At the postconventional level individuals are guided by an internal set of values and
standards and will even disobey rules and laws that violate these principles.
Internal values become more important than the expectations of significant others.
-From an organizational perspective corporate culture can exert a powerful influence on
behaviour in the organization.
-Other aspects of the organization such as explicit rules and policies, the reward system,
the extent to which the company cares for its people, the selection system, emphasis on
legal and professional standards, can also have an impact on ethical values and decision
making.
HOW TO DEAL WITH ETHICAL DILEMMAS
-Recognize and clarify the dilemma.
-Get all the possible facts.
-List all of your options.
-Test each option by asking Is it Legal? Is it right? Is it beneficial?
-Make decision
-Double check your decision by asking How will I feel if my family finds out? How
will I feel if this is printed in the newspaper?
-Then, and only then, take action.
SOCIAL RESPONSIBILITY
-The obligation of organization management to make decisions and take actions that will
enhance the welfare and interests of society as well as the organization.
-Stakeholder any group within or outside the organization that has a stake in the
organizations performance.
-Social responsibility include economic, legal, ethical, and discretionary responsibilities.
-A business responsibility is to produce the goods and services that society wants and to
maximize profits for its owners and shareholders. Economic responsibility carried to the
extreme is called the profit maximizing view.

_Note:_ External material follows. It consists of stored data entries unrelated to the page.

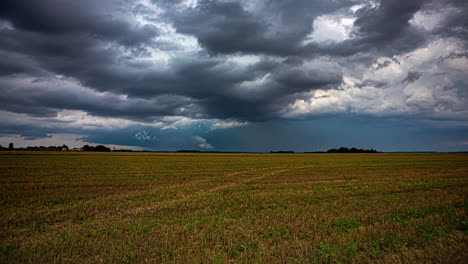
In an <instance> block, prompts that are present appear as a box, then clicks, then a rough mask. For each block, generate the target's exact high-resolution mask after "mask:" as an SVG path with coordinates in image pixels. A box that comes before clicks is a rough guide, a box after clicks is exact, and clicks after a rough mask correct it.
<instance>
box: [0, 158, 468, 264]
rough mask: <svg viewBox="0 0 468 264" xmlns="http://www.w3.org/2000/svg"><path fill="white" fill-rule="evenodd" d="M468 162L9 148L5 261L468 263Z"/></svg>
mask: <svg viewBox="0 0 468 264" xmlns="http://www.w3.org/2000/svg"><path fill="white" fill-rule="evenodd" d="M467 194H468V155H465V154H330V155H329V154H169V153H168V154H160V153H58V152H56V153H54V152H0V208H1V210H0V226H1V229H0V250H1V252H0V262H2V263H467V262H468V253H467V252H468V236H467V228H468V210H467V208H468V200H467Z"/></svg>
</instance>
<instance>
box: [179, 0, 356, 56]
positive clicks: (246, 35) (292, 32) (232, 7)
mask: <svg viewBox="0 0 468 264" xmlns="http://www.w3.org/2000/svg"><path fill="white" fill-rule="evenodd" d="M253 3H255V4H254V6H253V7H252V10H247V9H246V8H245V7H244V5H243V4H242V3H241V2H224V1H209V0H203V1H199V2H198V5H197V7H196V8H194V9H187V10H186V11H185V12H182V13H174V14H172V15H173V19H174V22H175V23H174V25H175V27H176V29H177V30H178V31H179V32H181V33H184V34H190V35H194V36H195V37H196V38H197V39H198V41H199V42H200V43H201V44H202V45H203V46H204V47H205V48H207V49H208V50H209V51H210V52H214V53H228V54H229V53H236V52H243V53H252V54H271V55H279V56H294V55H296V54H301V55H306V56H307V54H305V53H304V52H305V50H304V48H303V47H301V42H302V41H303V40H304V38H305V36H306V35H307V34H309V33H310V31H311V25H312V22H313V21H314V19H315V18H316V17H317V16H318V15H320V14H324V13H329V12H333V11H336V10H337V9H339V8H343V7H346V6H350V5H351V4H352V3H353V2H352V1H341V2H339V1H322V0H320V1H308V0H300V1H295V2H294V4H291V3H290V2H286V1H257V2H253ZM310 49H311V47H309V50H310Z"/></svg>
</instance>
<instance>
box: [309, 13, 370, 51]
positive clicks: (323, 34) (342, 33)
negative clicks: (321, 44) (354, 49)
mask: <svg viewBox="0 0 468 264" xmlns="http://www.w3.org/2000/svg"><path fill="white" fill-rule="evenodd" d="M362 7H364V5H354V6H352V7H350V8H347V9H341V10H338V11H337V12H335V13H332V14H326V15H322V16H318V17H317V18H316V19H315V20H314V22H313V24H312V27H313V30H312V32H311V33H310V34H309V35H307V36H306V38H305V39H304V41H303V43H302V44H303V45H307V44H309V43H312V42H315V43H321V44H330V43H337V42H342V41H344V40H347V39H349V38H351V33H352V32H353V24H354V21H355V20H356V17H355V16H354V14H355V13H356V11H357V10H359V9H360V8H362Z"/></svg>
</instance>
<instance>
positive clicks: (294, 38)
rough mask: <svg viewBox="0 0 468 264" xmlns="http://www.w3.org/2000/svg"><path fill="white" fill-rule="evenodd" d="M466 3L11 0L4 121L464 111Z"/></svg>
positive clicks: (129, 126) (119, 124) (81, 125)
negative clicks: (65, 0)
mask: <svg viewBox="0 0 468 264" xmlns="http://www.w3.org/2000/svg"><path fill="white" fill-rule="evenodd" d="M467 12H468V4H467V3H465V1H458V0H415V1H403V0H381V1H377V0H349V1H328V0H319V1H309V0H298V1H294V2H286V1H268V0H258V1H247V0H221V1H212V0H198V1H183V0H178V1H169V0H152V1H148V0H137V1H124V0H103V1H91V0H85V1H60V0H42V1H39V0H3V1H1V2H0V92H1V93H0V111H1V113H2V115H1V116H0V121H1V122H2V125H1V126H0V133H1V134H7V133H12V132H16V133H15V134H18V135H24V136H28V135H29V136H33V137H40V136H41V135H42V136H45V135H47V133H46V132H51V131H52V132H54V131H72V130H80V133H81V132H83V133H86V131H90V130H100V129H105V130H112V129H120V128H124V127H130V126H149V127H157V128H161V129H178V128H182V127H186V126H188V125H196V124H200V123H203V124H205V123H209V124H210V125H209V126H211V129H230V128H234V127H241V126H245V125H246V124H249V123H255V122H264V121H268V120H278V119H284V118H290V119H296V118H308V117H313V116H317V115H326V114H330V113H333V114H343V115H346V114H349V113H353V114H361V115H374V116H385V115H402V116H407V117H409V116H413V117H415V118H438V119H444V120H445V119H446V120H452V119H457V120H465V121H466V120H468V114H467V107H466V105H468V104H467V98H468V92H467V90H466V87H467V86H468V80H467V78H466V76H468V74H467V68H466V65H467V54H468V51H467V50H468V49H467V40H468V30H467V28H468V24H467V20H466V13H467ZM34 128H36V129H34ZM33 131H42V132H40V133H39V132H33ZM200 144H202V143H200ZM205 144H207V145H206V146H210V145H209V144H208V143H206V142H205Z"/></svg>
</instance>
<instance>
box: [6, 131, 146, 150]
mask: <svg viewBox="0 0 468 264" xmlns="http://www.w3.org/2000/svg"><path fill="white" fill-rule="evenodd" d="M84 137H85V135H79V134H60V133H58V134H48V137H45V138H37V139H27V138H25V137H22V136H19V135H4V136H1V137H0V145H2V146H8V144H9V143H10V142H11V143H13V144H14V147H15V148H25V147H28V146H46V147H48V146H62V145H67V146H68V147H69V148H80V147H83V146H84V145H90V146H96V145H98V144H95V143H89V142H86V141H84V140H83V138H84ZM106 146H107V147H109V148H111V149H113V148H115V149H129V148H130V149H133V150H143V149H142V148H141V147H138V146H124V145H115V144H106Z"/></svg>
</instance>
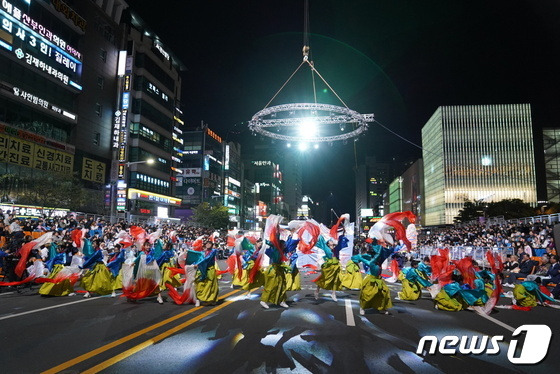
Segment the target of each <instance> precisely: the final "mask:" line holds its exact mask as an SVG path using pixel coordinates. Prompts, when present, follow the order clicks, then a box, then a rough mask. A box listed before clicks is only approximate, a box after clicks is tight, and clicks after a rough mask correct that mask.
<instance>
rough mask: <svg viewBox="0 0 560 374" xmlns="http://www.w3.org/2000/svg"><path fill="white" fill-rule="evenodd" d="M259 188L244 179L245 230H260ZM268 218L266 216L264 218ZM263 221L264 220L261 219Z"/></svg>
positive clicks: (242, 209)
mask: <svg viewBox="0 0 560 374" xmlns="http://www.w3.org/2000/svg"><path fill="white" fill-rule="evenodd" d="M257 189H258V186H257V185H256V184H255V183H254V182H251V181H250V180H248V179H243V190H242V193H241V228H242V229H244V230H256V229H258V228H259V220H258V218H257V214H258V213H259V194H258V192H257ZM264 217H265V218H266V215H265V216H264ZM261 220H262V218H261Z"/></svg>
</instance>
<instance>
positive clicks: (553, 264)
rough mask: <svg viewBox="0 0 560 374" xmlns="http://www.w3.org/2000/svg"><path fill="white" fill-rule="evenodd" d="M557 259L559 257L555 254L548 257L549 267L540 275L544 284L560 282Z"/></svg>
mask: <svg viewBox="0 0 560 374" xmlns="http://www.w3.org/2000/svg"><path fill="white" fill-rule="evenodd" d="M558 259H559V257H558V256H557V255H554V256H551V257H550V269H548V272H547V273H546V276H544V277H542V283H543V285H544V286H547V285H548V284H550V283H554V284H557V285H558V284H560V262H558ZM555 297H556V296H555Z"/></svg>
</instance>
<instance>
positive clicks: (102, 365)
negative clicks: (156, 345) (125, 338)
mask: <svg viewBox="0 0 560 374" xmlns="http://www.w3.org/2000/svg"><path fill="white" fill-rule="evenodd" d="M237 300H239V299H238V298H236V297H234V298H233V299H232V300H229V301H224V302H223V303H222V304H220V305H217V306H215V307H213V308H212V309H209V310H207V311H206V312H204V313H202V314H199V315H198V316H196V317H193V318H191V319H189V320H188V321H186V322H183V323H181V324H180V325H177V326H175V327H173V328H171V329H169V330H167V331H165V332H162V333H161V334H159V335H157V336H155V337H153V338H151V339H148V340H146V341H145V342H142V343H140V344H138V345H136V346H134V347H132V348H130V349H128V350H126V351H124V352H122V353H120V354H118V355H116V356H115V357H113V358H110V359H108V360H106V361H104V362H102V363H100V364H98V365H95V366H94V367H92V368H90V369H88V370H84V371H82V373H83V374H94V373H99V372H100V371H102V370H105V369H107V368H108V367H110V366H113V365H114V364H116V363H118V362H120V361H122V360H124V359H125V358H127V357H130V356H132V355H133V354H136V353H138V352H140V351H141V350H143V349H146V348H148V347H150V346H152V345H154V344H155V343H157V342H159V341H161V340H163V339H165V338H168V337H169V336H171V335H173V334H175V333H176V332H179V331H181V330H183V329H184V328H185V327H188V326H190V325H192V324H193V323H195V322H198V321H200V320H201V319H203V318H205V317H207V316H209V315H211V314H212V313H214V312H216V311H218V310H220V309H222V308H225V307H226V306H228V305H229V304H231V303H234V302H235V301H237Z"/></svg>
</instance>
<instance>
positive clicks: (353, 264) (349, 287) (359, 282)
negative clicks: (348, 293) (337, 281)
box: [341, 262, 362, 290]
mask: <svg viewBox="0 0 560 374" xmlns="http://www.w3.org/2000/svg"><path fill="white" fill-rule="evenodd" d="M341 280H342V287H344V288H347V289H349V290H359V289H360V287H361V286H362V273H361V272H360V267H359V266H358V265H356V263H355V262H349V263H348V264H347V265H346V270H345V271H344V272H343V273H342V275H341Z"/></svg>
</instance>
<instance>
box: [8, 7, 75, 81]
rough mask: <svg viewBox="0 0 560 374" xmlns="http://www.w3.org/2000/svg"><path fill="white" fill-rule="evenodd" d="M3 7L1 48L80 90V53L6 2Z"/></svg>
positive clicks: (27, 15) (35, 67) (49, 74)
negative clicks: (5, 49) (4, 48)
mask: <svg viewBox="0 0 560 374" xmlns="http://www.w3.org/2000/svg"><path fill="white" fill-rule="evenodd" d="M1 6H2V8H0V22H1V28H0V45H1V46H2V47H4V48H5V49H7V50H9V51H11V52H13V53H14V54H15V56H16V57H17V58H18V59H19V60H22V61H24V62H25V63H27V64H28V65H30V66H34V67H35V68H36V69H38V70H40V71H42V72H43V73H46V74H48V75H51V76H52V77H53V78H55V79H58V80H59V81H61V82H62V83H64V84H66V85H71V86H73V87H75V88H77V89H79V90H81V89H82V87H81V86H80V85H79V84H78V83H77V82H78V81H79V80H80V77H81V73H82V63H81V61H80V59H81V57H82V56H81V54H80V53H79V52H77V51H76V50H75V49H74V48H73V47H71V46H69V45H68V44H67V43H66V42H65V41H64V40H63V39H60V38H59V37H58V36H56V35H54V34H52V32H50V31H49V30H48V29H46V28H45V27H43V26H42V25H40V24H39V23H37V22H36V21H34V20H33V19H31V18H30V17H29V16H28V15H26V14H25V13H22V11H21V10H20V9H18V8H17V7H14V6H13V5H12V4H11V3H9V2H8V1H6V0H3V1H2V3H1Z"/></svg>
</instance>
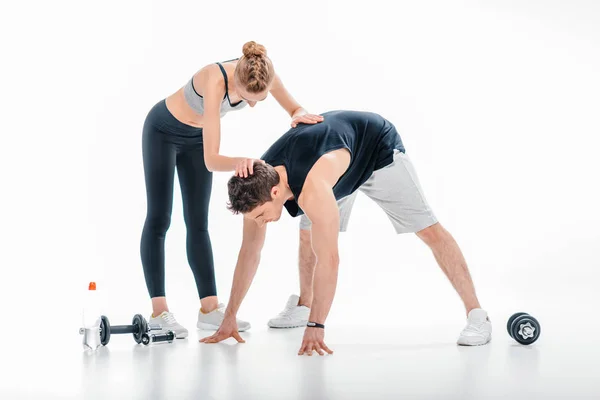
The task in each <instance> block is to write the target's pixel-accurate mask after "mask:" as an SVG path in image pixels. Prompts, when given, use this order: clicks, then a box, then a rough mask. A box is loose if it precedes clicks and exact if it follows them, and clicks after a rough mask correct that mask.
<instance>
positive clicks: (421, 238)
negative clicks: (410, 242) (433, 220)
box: [417, 222, 446, 246]
mask: <svg viewBox="0 0 600 400" xmlns="http://www.w3.org/2000/svg"><path fill="white" fill-rule="evenodd" d="M445 234H446V230H445V229H444V228H443V227H442V225H441V224H440V223H439V222H436V223H435V224H433V225H431V226H428V227H427V228H425V229H422V230H420V231H419V232H417V236H418V237H419V238H420V239H421V240H422V241H424V242H425V243H426V244H427V245H428V246H433V245H435V244H436V243H440V242H441V241H443V240H444V237H445Z"/></svg>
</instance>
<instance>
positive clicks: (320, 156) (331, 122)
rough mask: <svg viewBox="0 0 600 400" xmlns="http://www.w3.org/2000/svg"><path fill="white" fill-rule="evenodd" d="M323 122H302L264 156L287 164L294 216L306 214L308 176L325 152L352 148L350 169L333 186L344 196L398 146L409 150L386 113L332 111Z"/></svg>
mask: <svg viewBox="0 0 600 400" xmlns="http://www.w3.org/2000/svg"><path fill="white" fill-rule="evenodd" d="M321 115H322V116H323V118H324V120H323V122H319V123H318V124H314V125H308V124H300V125H298V126H297V127H296V128H292V129H290V130H289V131H287V132H286V133H285V134H284V135H283V136H281V137H280V138H279V139H278V140H277V141H276V142H275V143H273V145H272V146H271V147H270V148H269V149H268V150H267V151H266V153H265V154H263V156H262V157H261V159H262V160H265V162H267V163H268V164H271V165H272V166H274V167H276V166H279V165H283V166H285V169H286V171H287V176H288V184H289V186H290V189H291V190H292V192H293V193H294V200H289V201H287V202H286V203H285V208H286V209H287V210H288V212H289V213H290V215H291V216H292V217H296V216H298V215H302V214H303V211H302V210H301V209H300V207H299V206H298V203H297V201H298V198H299V197H300V193H301V192H302V187H303V186H304V181H305V180H306V176H307V175H308V173H309V172H310V170H311V169H312V167H313V165H314V164H315V163H316V162H317V160H318V159H319V158H320V157H321V156H322V155H324V154H327V153H329V152H332V151H334V150H338V149H342V148H344V149H348V151H349V152H350V155H351V160H350V165H349V166H348V170H347V171H346V172H345V173H344V175H342V176H341V177H340V179H339V180H338V182H337V183H336V185H335V186H334V187H333V193H334V194H335V198H336V199H338V200H339V199H341V198H344V197H346V196H348V195H350V194H351V193H353V192H354V191H355V190H357V189H358V188H359V187H360V185H362V184H363V183H365V182H366V181H367V179H369V177H370V176H371V175H372V174H373V171H376V170H378V169H381V168H383V167H385V166H387V165H389V164H391V163H392V161H393V156H394V149H396V150H399V151H401V152H403V153H404V152H405V150H404V145H403V144H402V140H401V139H400V135H399V134H398V132H397V131H396V128H395V127H394V125H393V124H392V123H391V122H389V121H387V120H386V119H385V118H383V117H382V116H380V115H378V114H375V113H371V112H361V111H330V112H326V113H324V114H321Z"/></svg>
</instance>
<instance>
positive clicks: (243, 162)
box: [201, 66, 254, 177]
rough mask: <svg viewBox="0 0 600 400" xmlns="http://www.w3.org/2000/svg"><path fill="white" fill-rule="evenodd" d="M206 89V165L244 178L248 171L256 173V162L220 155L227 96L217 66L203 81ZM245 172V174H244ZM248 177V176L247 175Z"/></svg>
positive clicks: (205, 116) (204, 134) (205, 151)
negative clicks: (245, 174)
mask: <svg viewBox="0 0 600 400" xmlns="http://www.w3.org/2000/svg"><path fill="white" fill-rule="evenodd" d="M201 84H202V87H203V88H204V96H203V97H204V127H203V129H202V139H203V141H204V163H205V164H206V168H207V169H208V170H209V171H211V172H212V171H236V175H240V173H241V175H240V176H244V173H245V171H246V170H249V171H250V174H252V173H254V171H253V165H254V160H253V159H250V158H244V157H227V156H222V155H220V154H219V148H220V146H221V101H222V100H223V97H224V96H225V82H224V81H223V79H222V75H221V73H220V71H219V70H218V69H217V67H216V66H214V67H212V68H209V69H208V70H207V71H206V72H205V74H204V76H203V77H202V79H201ZM242 171H243V172H242ZM245 176H246V177H247V176H248V175H245Z"/></svg>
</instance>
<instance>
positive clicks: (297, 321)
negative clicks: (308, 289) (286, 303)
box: [268, 294, 310, 328]
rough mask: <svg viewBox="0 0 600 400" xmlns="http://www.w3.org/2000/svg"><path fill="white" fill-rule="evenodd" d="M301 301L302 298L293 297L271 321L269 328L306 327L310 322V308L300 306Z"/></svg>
mask: <svg viewBox="0 0 600 400" xmlns="http://www.w3.org/2000/svg"><path fill="white" fill-rule="evenodd" d="M299 301H300V297H298V296H296V295H295V294H293V295H291V296H290V298H289V299H288V302H287V304H286V305H285V308H284V309H283V311H282V312H280V313H279V314H278V315H277V316H276V317H275V318H272V319H270V320H269V323H268V325H269V327H271V328H298V327H301V326H306V324H307V322H308V316H309V315H310V308H308V307H306V306H299V305H298V302H299Z"/></svg>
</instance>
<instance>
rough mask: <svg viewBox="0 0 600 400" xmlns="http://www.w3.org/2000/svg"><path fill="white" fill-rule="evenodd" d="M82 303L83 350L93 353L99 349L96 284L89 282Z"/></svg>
mask: <svg viewBox="0 0 600 400" xmlns="http://www.w3.org/2000/svg"><path fill="white" fill-rule="evenodd" d="M83 303H84V307H83V328H82V329H81V333H82V334H83V348H84V350H91V351H94V350H96V349H97V348H98V347H100V302H99V299H98V292H97V291H96V282H90V284H89V286H88V290H87V293H86V296H85V299H84V302H83Z"/></svg>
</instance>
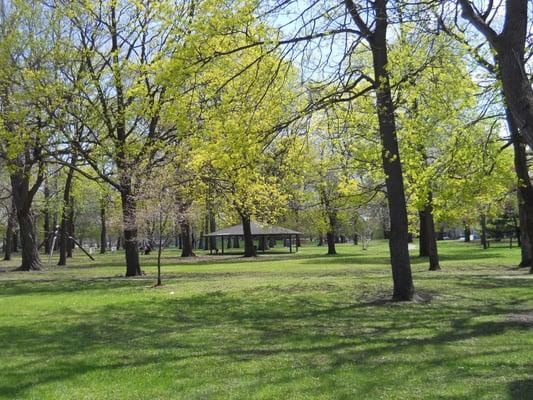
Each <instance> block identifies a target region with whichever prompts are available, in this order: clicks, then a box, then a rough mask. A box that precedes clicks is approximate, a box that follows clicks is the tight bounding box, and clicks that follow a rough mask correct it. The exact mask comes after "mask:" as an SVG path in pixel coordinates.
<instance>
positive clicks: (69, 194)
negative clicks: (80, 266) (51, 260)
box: [57, 166, 74, 265]
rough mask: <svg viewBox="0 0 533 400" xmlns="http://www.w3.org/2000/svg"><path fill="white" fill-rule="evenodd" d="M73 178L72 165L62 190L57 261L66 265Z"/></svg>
mask: <svg viewBox="0 0 533 400" xmlns="http://www.w3.org/2000/svg"><path fill="white" fill-rule="evenodd" d="M73 179H74V167H72V166H71V167H69V170H68V173H67V179H66V180H65V188H64V190H63V206H62V207H61V230H60V236H59V261H58V263H57V265H67V251H68V249H67V247H68V246H69V245H70V243H69V242H70V239H69V236H70V217H71V212H70V209H71V207H72V202H71V198H70V193H71V189H72V180H73Z"/></svg>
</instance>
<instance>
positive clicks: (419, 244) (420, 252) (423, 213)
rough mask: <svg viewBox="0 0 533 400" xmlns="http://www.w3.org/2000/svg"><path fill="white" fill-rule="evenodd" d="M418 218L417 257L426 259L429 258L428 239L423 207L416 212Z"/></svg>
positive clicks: (424, 215)
mask: <svg viewBox="0 0 533 400" xmlns="http://www.w3.org/2000/svg"><path fill="white" fill-rule="evenodd" d="M418 217H419V219H420V236H419V238H418V245H419V247H420V249H419V253H418V254H419V256H420V257H428V256H429V249H428V237H427V233H426V229H427V226H428V222H427V218H428V217H427V209H426V208H425V207H424V209H423V210H421V211H419V212H418Z"/></svg>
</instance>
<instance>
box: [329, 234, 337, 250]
mask: <svg viewBox="0 0 533 400" xmlns="http://www.w3.org/2000/svg"><path fill="white" fill-rule="evenodd" d="M326 241H327V242H328V253H327V254H328V255H334V254H337V250H336V249H335V233H333V232H327V233H326Z"/></svg>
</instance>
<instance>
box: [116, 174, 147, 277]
mask: <svg viewBox="0 0 533 400" xmlns="http://www.w3.org/2000/svg"><path fill="white" fill-rule="evenodd" d="M123 180H124V181H125V182H123V184H122V185H121V188H120V198H121V199H122V223H123V225H124V226H123V238H124V241H123V246H124V251H125V254H126V276H140V275H142V271H141V265H140V263H139V246H138V241H137V240H138V239H137V204H136V201H135V197H134V196H133V193H132V190H131V181H130V180H129V178H123Z"/></svg>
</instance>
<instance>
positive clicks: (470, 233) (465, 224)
mask: <svg viewBox="0 0 533 400" xmlns="http://www.w3.org/2000/svg"><path fill="white" fill-rule="evenodd" d="M471 233H472V232H471V231H470V225H468V224H467V223H466V222H465V242H467V243H470V235H471Z"/></svg>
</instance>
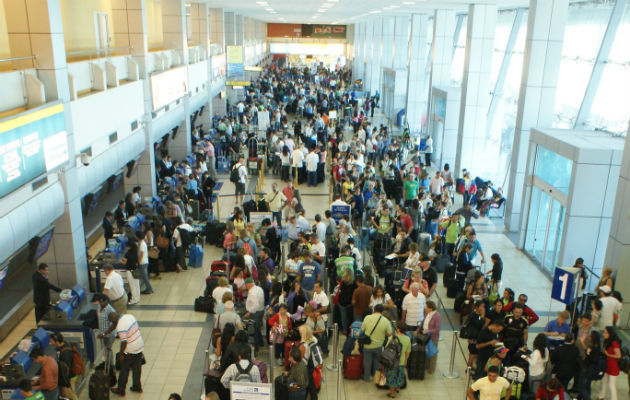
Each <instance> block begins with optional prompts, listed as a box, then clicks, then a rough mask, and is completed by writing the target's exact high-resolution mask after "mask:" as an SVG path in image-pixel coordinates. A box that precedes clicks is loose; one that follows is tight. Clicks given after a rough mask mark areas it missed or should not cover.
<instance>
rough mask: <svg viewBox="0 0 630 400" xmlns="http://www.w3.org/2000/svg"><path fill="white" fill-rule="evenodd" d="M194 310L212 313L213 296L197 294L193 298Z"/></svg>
mask: <svg viewBox="0 0 630 400" xmlns="http://www.w3.org/2000/svg"><path fill="white" fill-rule="evenodd" d="M195 311H197V312H205V313H208V314H213V313H214V298H212V297H206V296H199V297H197V298H196V299H195Z"/></svg>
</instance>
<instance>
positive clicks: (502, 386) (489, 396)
mask: <svg viewBox="0 0 630 400" xmlns="http://www.w3.org/2000/svg"><path fill="white" fill-rule="evenodd" d="M504 389H505V400H510V397H511V396H512V385H510V382H508V380H507V379H505V378H504V377H502V376H499V367H497V366H496V365H491V366H489V367H488V376H486V377H484V378H481V379H478V380H476V381H475V382H474V383H473V384H472V385H470V387H469V388H468V389H466V395H467V396H468V398H469V399H470V400H476V398H475V392H477V391H478V392H479V400H500V399H501V393H502V392H503V390H504Z"/></svg>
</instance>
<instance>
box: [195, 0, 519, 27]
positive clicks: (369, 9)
mask: <svg viewBox="0 0 630 400" xmlns="http://www.w3.org/2000/svg"><path fill="white" fill-rule="evenodd" d="M193 1H195V0H193ZM197 1H198V0H197ZM475 1H478V0H229V1H226V0H205V2H206V3H208V4H209V5H210V6H211V7H216V8H223V9H224V10H225V11H234V12H237V13H239V14H242V15H245V16H247V17H252V18H256V19H258V20H261V21H265V22H286V23H339V24H352V23H354V22H357V21H361V20H365V19H369V18H372V17H376V16H379V15H401V14H410V13H413V12H426V11H428V10H433V9H436V8H449V9H455V10H458V11H464V10H465V9H466V7H467V5H468V4H470V3H473V2H475ZM496 1H497V4H498V6H499V7H500V8H509V7H515V6H526V5H527V4H528V1H527V0H496Z"/></svg>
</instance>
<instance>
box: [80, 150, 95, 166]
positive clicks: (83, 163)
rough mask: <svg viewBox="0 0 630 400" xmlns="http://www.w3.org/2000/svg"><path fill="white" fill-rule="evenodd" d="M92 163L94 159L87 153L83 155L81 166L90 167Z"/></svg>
mask: <svg viewBox="0 0 630 400" xmlns="http://www.w3.org/2000/svg"><path fill="white" fill-rule="evenodd" d="M90 161H92V157H91V156H90V155H89V154H87V153H81V164H83V165H84V166H86V167H87V166H88V165H90Z"/></svg>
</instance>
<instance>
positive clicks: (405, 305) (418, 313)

-Legal responsibility defines what society deems as important with respect to appropriate
corporate behavior. Businesses are expected to fulfill their economic goals within the
legal framework.
-Ethical responsibility includes behaviour that is not necessarily codified into law and
may not serve the corporations direct economic interest. To be ethical, organization
decision makers should act with equity, fairness, and impartiality, and also respect the
rights of individuals.
-Unethical behaviour occurs when decisions enable an individual or company to gain at
the expense of society.
-Discretionary responsibility is voluntary and guided by the organizations desire to make
social contributions not mandated by economics, law, or society.
-It includes philanthropic contributions that offer no payback to the company and are not
expected.
-This is the highest criterion of social responsibility, because it goes beyond societal
expectations to contribute to the communitys welfare.
CORPORATE ACTIONS
-Obstructive response to social demands in which the organization denies responsibility,
claims that evidence of misconduct is misleading or distorted, and attempts to obstruct
investigation.
-Defensive response to social demands in which the organization admits to some errors of
commission or omission but does not act obstructively.
-Accommodative response to social demands in which the organization accepts often
under pressure social responsibility for its actions to comply with the public interest.
-Proactive response to social demands in which the organization seeks to learn what is in
its constituencies interest and to respond without pressure from them.